HM Land Registry has said that it has no plans to stop accepting postal orders as payment for title transfer fees, despite revelations that the anonymous payment medium was used in a widely publicised title fraud.
The Daily Mail last week reported an account by homeowner Angela Ellis-Jones about the title to her London property being transferred in an attempted fraud apparently involving a solicitor. Ellis-Jones said when she contacted Land Registry about a ‘Completion of Registration’ notification she was told that an application to register the transfer was sent to Land Registry last year. The £80 transfer fee had been paid by postal order, which does not require the sender to prove their identify or share financial details. Notification of the application was sent to Ellis-Jones, but not by registered post.
Ellis-Jones said Land Registry had told her that a solicitor in south London had verified her identity in the transaction.

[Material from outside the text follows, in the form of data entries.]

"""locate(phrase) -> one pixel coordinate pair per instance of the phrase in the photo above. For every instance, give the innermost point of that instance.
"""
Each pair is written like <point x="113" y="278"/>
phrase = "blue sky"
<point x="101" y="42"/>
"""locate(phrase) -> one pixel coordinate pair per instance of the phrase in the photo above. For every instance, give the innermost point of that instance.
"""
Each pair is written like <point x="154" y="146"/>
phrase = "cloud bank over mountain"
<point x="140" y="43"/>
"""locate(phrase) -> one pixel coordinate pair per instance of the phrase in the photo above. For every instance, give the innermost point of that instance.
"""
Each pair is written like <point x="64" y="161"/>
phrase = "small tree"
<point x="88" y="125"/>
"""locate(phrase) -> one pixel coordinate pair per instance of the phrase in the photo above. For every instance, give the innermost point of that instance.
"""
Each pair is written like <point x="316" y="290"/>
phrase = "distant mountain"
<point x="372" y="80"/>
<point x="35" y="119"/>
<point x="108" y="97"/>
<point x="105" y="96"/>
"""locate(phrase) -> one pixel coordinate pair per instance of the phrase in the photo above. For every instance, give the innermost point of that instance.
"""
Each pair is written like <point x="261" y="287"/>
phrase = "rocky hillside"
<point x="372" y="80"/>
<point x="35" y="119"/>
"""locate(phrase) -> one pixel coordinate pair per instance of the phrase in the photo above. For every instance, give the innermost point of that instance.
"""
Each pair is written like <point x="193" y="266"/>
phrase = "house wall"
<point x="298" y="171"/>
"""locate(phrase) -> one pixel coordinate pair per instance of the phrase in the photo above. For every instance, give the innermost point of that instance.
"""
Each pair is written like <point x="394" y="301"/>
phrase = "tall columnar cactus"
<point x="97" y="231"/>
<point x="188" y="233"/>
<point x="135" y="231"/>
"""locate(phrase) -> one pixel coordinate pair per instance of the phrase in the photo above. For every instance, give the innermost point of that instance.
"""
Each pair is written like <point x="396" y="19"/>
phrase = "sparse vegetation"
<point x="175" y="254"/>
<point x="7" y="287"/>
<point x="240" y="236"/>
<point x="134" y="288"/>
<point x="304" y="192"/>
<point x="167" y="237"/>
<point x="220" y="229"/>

The fraudster offered no address apart from Ellis-Jones’ home.
A Land Registry spokesperson told the Gazette it accepts fees by postal order because some customers do not have a bank account. Land Registry has no plans to stop this. Cash is also accepted, but only for applications made in person along with proof of identity at its customer information centres.
The spokesperson said that notifications by registered post had been stopped following ‘customer feedback’. However, owners are encouraged to have up to three addresses on the register, which could include email addresses, to ‘enhance’ their ability to receive Land Registry correspondence.
The spokesperson said Land Registry cannot comment on individual cases but ‘is doing all it can to minimise the risk of property fraud’.